If you put a lot of effort into a piece of content and you don’t get a ton of likes, heart reacts, comments, or shares? Is it even worth the effort?
The short answer is: Absolutely.
The long answer has to do with the hidden reward of content marketing. The metric that Google Analytics, Facebook’s Creator Studio, YouTube Studio, etc. can’t track and that’s audience perception.
Audience Perception
Audience perception is what happens when someone hears about you and they go to look you up on social media. What will they see? Will they see a robust page with an “About” section all filled out, a nice cover photo, a branded logo, and informational bits of content that span a myriad of different content types: podcasts, still images, quote posts, blogs, video clips, and so on?

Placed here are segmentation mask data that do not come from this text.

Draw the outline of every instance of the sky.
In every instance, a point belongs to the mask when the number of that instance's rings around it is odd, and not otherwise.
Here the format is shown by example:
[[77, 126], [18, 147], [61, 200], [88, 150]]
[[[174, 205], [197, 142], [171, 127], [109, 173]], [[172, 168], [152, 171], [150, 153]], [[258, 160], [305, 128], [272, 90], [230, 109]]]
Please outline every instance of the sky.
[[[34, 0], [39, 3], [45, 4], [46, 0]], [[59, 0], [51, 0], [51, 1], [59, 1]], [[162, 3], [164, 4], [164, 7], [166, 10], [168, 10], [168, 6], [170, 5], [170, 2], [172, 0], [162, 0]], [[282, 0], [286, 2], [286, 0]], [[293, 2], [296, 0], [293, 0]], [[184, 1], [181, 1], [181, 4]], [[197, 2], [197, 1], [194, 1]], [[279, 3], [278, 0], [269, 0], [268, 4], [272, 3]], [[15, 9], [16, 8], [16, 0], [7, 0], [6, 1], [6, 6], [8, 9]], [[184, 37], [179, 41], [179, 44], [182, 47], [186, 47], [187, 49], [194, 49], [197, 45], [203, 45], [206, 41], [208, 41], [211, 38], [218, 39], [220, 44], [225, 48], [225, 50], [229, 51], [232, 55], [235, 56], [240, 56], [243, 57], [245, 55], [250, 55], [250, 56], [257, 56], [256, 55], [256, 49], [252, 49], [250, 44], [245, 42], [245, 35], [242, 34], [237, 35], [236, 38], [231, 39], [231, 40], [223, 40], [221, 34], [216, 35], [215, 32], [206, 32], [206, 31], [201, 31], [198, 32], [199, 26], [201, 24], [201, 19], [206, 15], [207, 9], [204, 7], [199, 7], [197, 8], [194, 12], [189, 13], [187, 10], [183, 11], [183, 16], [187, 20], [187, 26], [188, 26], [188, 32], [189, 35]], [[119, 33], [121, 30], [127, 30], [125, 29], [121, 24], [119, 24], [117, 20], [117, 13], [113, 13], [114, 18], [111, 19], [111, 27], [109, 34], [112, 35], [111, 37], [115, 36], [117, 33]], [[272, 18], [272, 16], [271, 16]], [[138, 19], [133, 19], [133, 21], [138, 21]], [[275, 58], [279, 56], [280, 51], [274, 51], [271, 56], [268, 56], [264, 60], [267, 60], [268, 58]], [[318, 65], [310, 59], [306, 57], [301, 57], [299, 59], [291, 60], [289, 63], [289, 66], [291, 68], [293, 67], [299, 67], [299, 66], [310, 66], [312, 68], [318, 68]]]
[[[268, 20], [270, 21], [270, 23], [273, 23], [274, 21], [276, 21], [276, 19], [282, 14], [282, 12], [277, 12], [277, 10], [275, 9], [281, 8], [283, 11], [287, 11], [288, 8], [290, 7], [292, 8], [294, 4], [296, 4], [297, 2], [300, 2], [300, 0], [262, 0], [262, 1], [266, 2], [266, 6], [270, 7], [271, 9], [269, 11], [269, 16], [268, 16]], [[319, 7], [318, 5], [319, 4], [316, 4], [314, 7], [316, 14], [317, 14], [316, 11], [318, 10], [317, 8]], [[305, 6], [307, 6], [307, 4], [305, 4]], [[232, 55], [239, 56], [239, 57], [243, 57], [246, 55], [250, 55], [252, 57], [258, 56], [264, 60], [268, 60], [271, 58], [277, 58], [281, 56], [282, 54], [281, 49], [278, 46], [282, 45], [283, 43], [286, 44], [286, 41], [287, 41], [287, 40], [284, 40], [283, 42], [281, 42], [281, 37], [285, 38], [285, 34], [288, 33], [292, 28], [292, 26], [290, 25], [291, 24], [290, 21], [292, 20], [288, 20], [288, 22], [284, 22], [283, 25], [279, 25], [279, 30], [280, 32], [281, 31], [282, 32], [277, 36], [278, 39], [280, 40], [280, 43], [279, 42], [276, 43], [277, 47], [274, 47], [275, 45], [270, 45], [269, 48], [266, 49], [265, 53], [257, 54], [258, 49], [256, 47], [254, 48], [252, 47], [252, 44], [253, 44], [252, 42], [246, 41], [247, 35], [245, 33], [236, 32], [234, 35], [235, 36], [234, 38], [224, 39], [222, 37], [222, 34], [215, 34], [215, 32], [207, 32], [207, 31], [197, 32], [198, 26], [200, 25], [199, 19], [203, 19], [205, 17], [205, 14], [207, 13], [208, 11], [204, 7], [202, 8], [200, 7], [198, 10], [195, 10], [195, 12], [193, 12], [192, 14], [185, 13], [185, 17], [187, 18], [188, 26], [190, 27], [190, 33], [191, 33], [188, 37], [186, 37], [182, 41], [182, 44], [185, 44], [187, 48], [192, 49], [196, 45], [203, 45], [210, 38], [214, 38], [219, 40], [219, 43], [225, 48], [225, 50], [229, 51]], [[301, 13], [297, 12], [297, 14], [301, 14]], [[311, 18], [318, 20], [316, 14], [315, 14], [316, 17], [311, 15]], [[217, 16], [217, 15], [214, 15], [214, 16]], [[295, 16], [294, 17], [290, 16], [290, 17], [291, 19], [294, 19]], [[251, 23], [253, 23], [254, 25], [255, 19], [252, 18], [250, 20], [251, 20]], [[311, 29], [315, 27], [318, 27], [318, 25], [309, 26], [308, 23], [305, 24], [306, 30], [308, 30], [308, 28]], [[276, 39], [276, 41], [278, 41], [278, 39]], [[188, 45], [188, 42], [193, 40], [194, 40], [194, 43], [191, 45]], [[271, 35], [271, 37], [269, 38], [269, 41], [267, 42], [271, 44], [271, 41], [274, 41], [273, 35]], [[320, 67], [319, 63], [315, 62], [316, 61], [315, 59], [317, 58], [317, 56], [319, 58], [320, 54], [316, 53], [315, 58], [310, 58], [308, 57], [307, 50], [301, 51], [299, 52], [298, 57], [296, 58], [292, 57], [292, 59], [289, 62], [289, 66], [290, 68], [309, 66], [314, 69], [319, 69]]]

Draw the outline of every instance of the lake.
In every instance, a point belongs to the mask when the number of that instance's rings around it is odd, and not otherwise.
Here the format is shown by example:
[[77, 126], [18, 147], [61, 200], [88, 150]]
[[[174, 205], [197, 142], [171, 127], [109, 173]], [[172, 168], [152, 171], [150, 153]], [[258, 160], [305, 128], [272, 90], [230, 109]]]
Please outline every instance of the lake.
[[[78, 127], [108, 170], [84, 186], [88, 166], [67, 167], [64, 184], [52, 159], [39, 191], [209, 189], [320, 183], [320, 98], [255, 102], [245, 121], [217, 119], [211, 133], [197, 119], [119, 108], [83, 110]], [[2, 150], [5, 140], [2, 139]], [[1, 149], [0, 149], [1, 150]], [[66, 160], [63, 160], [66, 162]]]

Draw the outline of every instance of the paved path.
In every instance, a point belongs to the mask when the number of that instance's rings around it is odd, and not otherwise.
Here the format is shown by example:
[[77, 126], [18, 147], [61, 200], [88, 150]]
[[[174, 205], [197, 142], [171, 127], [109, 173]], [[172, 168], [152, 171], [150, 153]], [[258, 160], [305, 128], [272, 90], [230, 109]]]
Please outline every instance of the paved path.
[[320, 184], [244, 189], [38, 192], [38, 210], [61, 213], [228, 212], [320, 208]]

Or will they see a shell of a page with a silhouette avatar, a poorly written “About” section, some stock photos wishing you a Merry Christmas from 2009, and a competitor’s blog post that you mistakenly shared thinking you were sharing to your personal account?
You had them in your grasp…
They heard about you…
They were interested…
They looked you up…
And you dropped the ball.
What do you think their perception of you is after looking at your half-baked Facebook page or outdated Instagram Feed? I’d bet it isn’t good.
You probably lost them and it’s all because you didn’t look like a real business on social media.
What a shame.
A social presence has become this century’s website. If you didn’t have a website after 1990, you weren’t even really trying to succeed in business and the same can be said of social media in this day and age.
Without some sort of content strategy on social, you’ve already failed.